Question: The smiling face of Fig. 24-49 consists of three items:

1.A thin rod of charge$\mathbf{-}\mathbf{}\mathbf{3}\mathbf{.}\mathbf{0}\mathit{\mu }\mathit{C}$that forms a full circle of radius;

2.a second thin rod of charge$\mathbf{2}\mathbf{.}\mathbf{0}\mathit{\mu }\mathit{C}$that forms a circular arc of radius 4.0cm, subtending an angle of 90⁰about the center of the full circle;

3.An electric dipole with a dipolemoment that is perpendicular to aradial line and has a magnitude of$\mathbf{1}\mathbf{.}\mathbf{28}\mathbf{\times }{\mathbf{10}}^{\mathbf{-}\mathbf{21}}\mathbf{\text{C.m}}$.What is the net electric potential atthe center?

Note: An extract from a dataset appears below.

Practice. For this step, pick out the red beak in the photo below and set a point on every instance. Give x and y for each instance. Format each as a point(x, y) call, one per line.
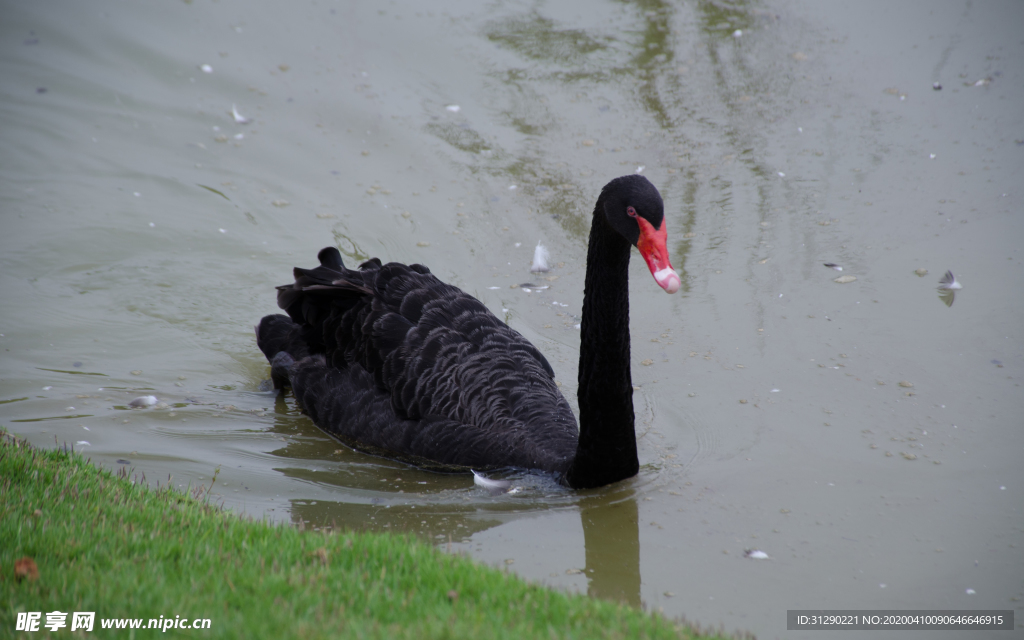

1. The radius of the full circle is$R_1=6\text{cm}$
2. The radius of the second thin rod is$R_2=4\text{cm}$
3. Charge of the thin rod that forms full circle of radius,$R_1=6\text{cm}$ is $q_1=-3\mu \text{C}$.
4. Charge of the second thin rod of radius$R_2=4\text{cm}$, is $q_2=2\mu \text{C}$that subtends an angle of 90⁰ about the center of the circle.

Magnitude of the dipole moment that is perpendicular to a radial line,$p=1.28\times {10}^{-21}\text{C}·\text{m}$

Using the concept of the electric potential, we can get the net electric potential at the point due to charges can be calculated by adding all the potentials due to the individual charges.

Formula:

The electric potential at point P due to the circle is given by, $V=\frac{1}{4\pi {\epsilon }_0}\frac{Q}{R}$ (i)

The electric potential due to first charge is given using equation (i) and the given values as follows:

$$\begin{gathered} V_1=\frac{1}{4\pi {\epsilon }_0}\frac{Q_1}{R_1} \\ =9.0\times {10}^9\times \frac{\left(-3\mu \text{C}\right)}{\left(0.06\text{m}\right)} \\ =-4.5\times {10}^5\text{V} \end{gathered}$$

Due to the arc, the potential of the second charge at P is given using the given data in equation (i) as follows:

$$\begin{gathered} V_2=\frac{1}{4\pi {\epsilon }_0}\frac{Q_2}{R_2} \\ =9.0\times {10}^9\times \frac{2\times {10}^{-6}\text{C}}{0.04\text{m}} \\ =+4.5\times {10}^5\text{V} \end{gathered}$$

The potential at P due to the dipole at P is V₃= 0 (at equatorial position)

Thus, the net electric potential at P using the above values is given as:

$$\begin{gathered} V_{net}=V_1+V_2+V_3 \\ =-4.5\times {10}^5+4.5\times {10}^5+0 \\ =0\text{V} \end{gathered}$$

Hence, the net electric potential is 0V.